Phacoemulsification combined with endoscopic cyclophotocoagulation had a statistically significant reduction in both intraocular pressure and number of medications as compared to Phacoemulsification alone.

PURPOSE

Comparative evaluation of Phacoemulsification combined with Endoscopic Cyclophotocoagulation (Phaco-ECP) Vs Phacoemulsification (Phaco) alone in primary angle closure glaucoma (PACG) with cataract.

DESIGN

Prospective, randomized, parallel group, active controlled trial.

PARTICIPANTS

Patients of PACG with cataract.

METHODS

A total of 100 consecutive patients with PACG and cataract were screened, of whom 66 patients meeting the inclusion criteria were recruited. Patients were randomized into 2 groups and underwent Phaco-ECP or Phaco alone. The patients were examined at baseline and at 1 week, 1 month, 3, 6, 12, 18 and 24 months. The anterior chamber angle parameters on swept-source anterior segment OCT (SS-ASOCT) were noted at baseline, and at 3, 6 and 12-months follow-up. Main Outcome Measures: The primary outcome measure was reduction in intraocular pressure (IOP) and the number of anti-glaucoma medications.

RESULTS

The mean baseline IOP was 19.9±5.8 mmHg and 19.5±7.2 mmHg in Phaco-ECP and Phaco groups, respectively (P=0.59). The mean IOP decreased to 14.0±2.6 mmHg and 15.7±2.2 mmHg at 24 months in Phaco-ECP and Phaco group, respectively (P=0.02).
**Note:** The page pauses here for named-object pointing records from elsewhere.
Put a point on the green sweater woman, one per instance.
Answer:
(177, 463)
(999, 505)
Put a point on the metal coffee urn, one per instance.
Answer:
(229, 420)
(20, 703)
The reduction in number of medications was also significantly higher in Phaco-ECP group (1.8±1.10 mmHg vs. 1.0±0.8 mmHg; P=0.02) as compared to Phaco alone group. Qualified success with IOP ≤12 mmHg was obtained in 46.6% of patients in Phaco-ECP group and 13.7% of patients in Phaco group (P=0.01). No absolute failures (requirement of trabeculectomy) were noted in Phaco-ECP whereas 6.9% of patients had failure in Phaco group (P=0.23). A significant widening of the angle parameters was noted postoperatively at 3, 6, 12 and 18 months as compared to baseline in both the groups. The other secondary outcome parameters like BCVA, visual field changes, endothelial cell count, pupil diameter and complication rate were comparable between the groups.

CONCLUSIONS

Phaco-ECP group demonstrated a significant reduction in IOP and number of medications, along with a notable widening of nasal anterior chamber angle parameters as compared to Phaco alone group.